Justices also sharply quizzed attorneys for Clinton and Walsh.
Jeffrey Pyle, Clinton’s lawyer, argued that because each of the five veterans was a roommate of someone with COVID, the five had already been exposed, so merging the units did not create a substantial likelihood of harm.
“It seems odd that because they’ve been exposed, you can do anything to them,” Kafker said. “I’m not a scientist, but continued exposure seems like it’s got to increase the likelihood of harm.”When Pyle tried to argued that the Legislature had in mind more severe types of neglect when they crafted the negligence law, Justice Dalila Wendlandt responded that he was waging an “uphill battle” in a situation where there were “bodies upon bodies all cramped up in a unit supposed to hold 20 some-odd people, where there are 40 some-odd people and people are dehydrated, people are starving.”

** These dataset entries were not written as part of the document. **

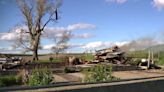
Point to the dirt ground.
(76, 77)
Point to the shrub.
(99, 73)
(40, 77)
(8, 81)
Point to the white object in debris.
(143, 60)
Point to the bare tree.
(61, 42)
(34, 11)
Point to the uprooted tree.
(37, 15)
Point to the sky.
(95, 23)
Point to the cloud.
(50, 32)
(116, 1)
(101, 44)
(84, 36)
(81, 26)
(158, 4)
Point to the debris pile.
(113, 55)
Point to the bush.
(40, 77)
(99, 73)
(8, 81)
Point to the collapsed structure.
(113, 55)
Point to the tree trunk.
(35, 55)
(35, 47)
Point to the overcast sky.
(94, 23)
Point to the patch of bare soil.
(76, 77)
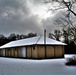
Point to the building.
(34, 48)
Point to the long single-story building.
(33, 48)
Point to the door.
(3, 52)
(23, 51)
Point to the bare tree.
(69, 5)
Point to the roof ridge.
(38, 39)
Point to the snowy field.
(11, 66)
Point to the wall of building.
(35, 51)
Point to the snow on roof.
(31, 41)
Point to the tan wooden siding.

Although a key contention of Healey’s lawsuit is that the decision to merge two units, which had both symptomatic and asymptomatic veterans, led to more veterans becoming exposed to COVID-19, Bennett argued that without the merger of the units, the five veterans who were named in the case would have been kept in rooms with COVID-infected roommates. “One of the reasons for the merger was to give staff the opportunity to try to save those asymptomatic veterans from additional exposure,” he said.